How “normal” is it for actors to have their say on set to change wardrobe, script, lighting, and other elements?
Dear Squawkers,
This newsletter started out as an answer to one of our mailbag questions last week and then it just got longer and longer so I’ve turned it into a newsletter. Much of it is about Blake Lively but we’re also talking here about wardrobe and production and some of my personal experiences from being on set.
Here’s the original question from Alice:
“How “normal” is it for actors to have their say on set and change something related to wardrobe, the script, lighting, marking, etc? After watching Blake Lively’s Forbes interview I’m genuinely curious is this is normal. Like, does Gwyneth come to set asking to change the pants she’s been assigned to wear? Is it normal to improv a scene if you’re Robert Pattinson?”
The ideal working relationship between an actor and the costume designer is collaborative. Costume designers and hair and makeup artists also study scripts, like everyone else involved with the project, because they’re working on how to present the characters. But unlike a set designer, for example, whose responsibility is to create a home or an office or school that would fit into a character’s life, etc, costume designers and hair and makeup artists’ work must fit ON the character’s body; their canvas is the actual body of the actor. Of course there has to be some cooperation. So you know what’s confusing to me about this wardrobe situation on It Ends With Us?
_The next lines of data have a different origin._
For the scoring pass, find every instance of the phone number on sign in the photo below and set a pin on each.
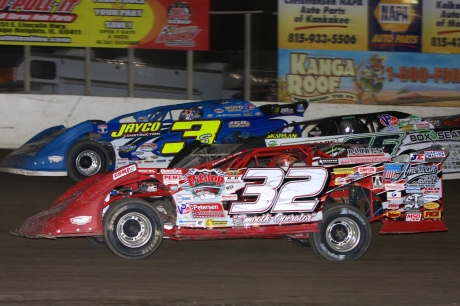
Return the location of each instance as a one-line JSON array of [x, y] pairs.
[[414, 74], [444, 42], [321, 38]]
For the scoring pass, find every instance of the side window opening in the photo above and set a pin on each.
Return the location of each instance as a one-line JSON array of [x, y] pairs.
[[42, 70]]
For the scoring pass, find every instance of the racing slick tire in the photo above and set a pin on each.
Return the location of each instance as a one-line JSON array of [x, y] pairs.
[[86, 158], [344, 235], [186, 150], [133, 229]]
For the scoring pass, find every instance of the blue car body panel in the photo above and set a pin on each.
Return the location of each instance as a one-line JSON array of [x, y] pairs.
[[151, 137]]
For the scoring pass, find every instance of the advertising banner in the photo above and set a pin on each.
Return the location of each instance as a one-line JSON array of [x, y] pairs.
[[395, 25], [441, 26], [367, 77], [402, 52], [330, 25], [149, 24]]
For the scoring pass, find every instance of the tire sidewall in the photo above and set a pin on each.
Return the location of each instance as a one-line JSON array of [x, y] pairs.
[[318, 240], [79, 147], [120, 209]]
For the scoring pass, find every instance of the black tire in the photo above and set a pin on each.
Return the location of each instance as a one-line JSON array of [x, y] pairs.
[[86, 158], [99, 241], [189, 148], [133, 229], [344, 235]]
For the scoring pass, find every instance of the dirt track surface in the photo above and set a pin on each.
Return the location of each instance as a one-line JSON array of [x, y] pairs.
[[421, 269]]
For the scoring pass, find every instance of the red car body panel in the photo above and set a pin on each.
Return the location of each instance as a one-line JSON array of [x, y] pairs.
[[79, 211]]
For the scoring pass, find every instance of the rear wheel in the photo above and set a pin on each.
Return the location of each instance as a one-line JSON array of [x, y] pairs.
[[344, 235], [133, 229], [86, 158]]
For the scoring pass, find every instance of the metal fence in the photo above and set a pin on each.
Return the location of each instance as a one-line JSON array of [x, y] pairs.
[[191, 75]]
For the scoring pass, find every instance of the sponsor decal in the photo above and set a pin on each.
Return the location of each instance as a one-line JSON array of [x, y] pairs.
[[234, 108], [435, 154], [55, 159], [281, 135], [186, 222], [195, 177], [388, 120], [377, 182], [244, 220], [170, 171], [147, 171], [286, 110], [430, 197], [395, 186], [183, 209], [413, 216], [171, 179], [300, 218], [239, 124], [432, 214], [249, 106], [141, 129], [328, 161], [431, 205], [393, 214], [413, 201], [184, 198], [214, 210], [124, 171], [424, 181], [418, 158], [233, 179], [343, 171], [398, 171], [81, 220], [361, 160], [394, 195], [393, 206], [454, 122], [233, 172], [229, 197], [367, 170], [422, 125], [102, 129], [364, 151], [127, 148], [413, 190], [431, 190], [211, 222], [148, 147]]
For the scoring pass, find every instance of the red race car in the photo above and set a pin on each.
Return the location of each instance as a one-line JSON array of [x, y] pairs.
[[324, 196]]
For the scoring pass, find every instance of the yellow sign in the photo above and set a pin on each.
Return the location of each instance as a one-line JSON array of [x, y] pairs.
[[394, 16]]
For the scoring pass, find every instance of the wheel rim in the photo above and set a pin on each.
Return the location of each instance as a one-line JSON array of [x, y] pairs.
[[343, 234], [134, 230], [88, 163]]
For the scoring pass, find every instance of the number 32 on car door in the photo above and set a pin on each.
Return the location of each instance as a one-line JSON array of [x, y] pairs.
[[204, 130], [295, 195]]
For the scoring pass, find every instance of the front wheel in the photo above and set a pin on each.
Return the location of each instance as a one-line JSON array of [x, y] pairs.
[[86, 158], [133, 229], [344, 235]]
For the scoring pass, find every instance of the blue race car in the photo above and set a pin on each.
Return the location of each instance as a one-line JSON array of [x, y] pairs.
[[149, 138]]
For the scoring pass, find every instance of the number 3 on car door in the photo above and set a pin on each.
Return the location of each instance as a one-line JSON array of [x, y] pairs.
[[204, 130]]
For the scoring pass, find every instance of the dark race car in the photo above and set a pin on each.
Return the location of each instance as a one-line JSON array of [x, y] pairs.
[[395, 132], [149, 138], [303, 193]]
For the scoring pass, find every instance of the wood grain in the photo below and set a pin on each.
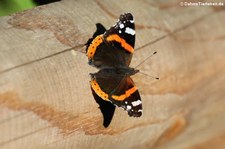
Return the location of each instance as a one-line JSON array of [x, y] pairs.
[[45, 98]]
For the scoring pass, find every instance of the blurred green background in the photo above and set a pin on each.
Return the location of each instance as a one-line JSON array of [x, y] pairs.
[[8, 7]]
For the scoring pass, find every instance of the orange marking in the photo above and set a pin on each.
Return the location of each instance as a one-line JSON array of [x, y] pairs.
[[98, 90], [123, 43], [126, 95], [94, 44]]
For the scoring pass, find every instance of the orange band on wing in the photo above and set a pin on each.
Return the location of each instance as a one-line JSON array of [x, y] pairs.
[[92, 47], [98, 90], [126, 95], [123, 43]]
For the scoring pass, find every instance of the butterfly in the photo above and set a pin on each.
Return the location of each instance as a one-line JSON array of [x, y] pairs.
[[111, 52]]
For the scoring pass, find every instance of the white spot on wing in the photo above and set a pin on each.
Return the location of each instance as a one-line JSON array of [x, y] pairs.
[[140, 110], [130, 31], [128, 107], [131, 21], [121, 26], [136, 103]]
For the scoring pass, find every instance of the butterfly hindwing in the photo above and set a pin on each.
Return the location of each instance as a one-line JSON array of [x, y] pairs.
[[117, 89]]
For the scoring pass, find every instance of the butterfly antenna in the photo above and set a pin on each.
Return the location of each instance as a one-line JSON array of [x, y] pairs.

Eric Daman was the costumer designer on the film. He and Blake Lively have worked together before because he was also the costumer designer on Gossip Girl. According to Justin Baldoni, Blake “overstepped … boundaries, sidelining the production’s costume designer — a seasoned professional with a longstanding working relationship with [Blake].”
Back in August, Eric Daman talked about Blake’s wardrobe for the film, telling PEOPLE that:
“[It Ends With Us] was really about coming back together for us. Blake would send me ideas. She wanted Lily to have a unique, very special kind of look. Because everyone is aware that it's Blake and I back together again after 10 years and we have a track record that we want to keep up. So it was important that there was a cool factor to this character.
And I think because there wasn't intense description in the book about how Lily dressed, it kind of opened up the field for us to play. We both came to the table with ideas of how that would be, and they were very similar. We had one initial fitting and then I think from that fitting, we wanted to tweak it and maybe add in a little bit more masculine vintage street, lean into the menswear vibe.”
So these are two people with a long history. They may have miscalculated (we’ll come back to that in a minute) on what they ended up creating in terms of the character’s wardrobe, but for me this doesn’t totally line up with the narrative that Justin’s laid out in his claim. Like when he says that Blake would bombard the costume designer all night with ideas and photos, and that it was intrusive and “overstepping”, does this take into account that these two had an established shorthand from a years-long series on television with over 100 episodes and that if they were already close, and friends, it may not have been that offside?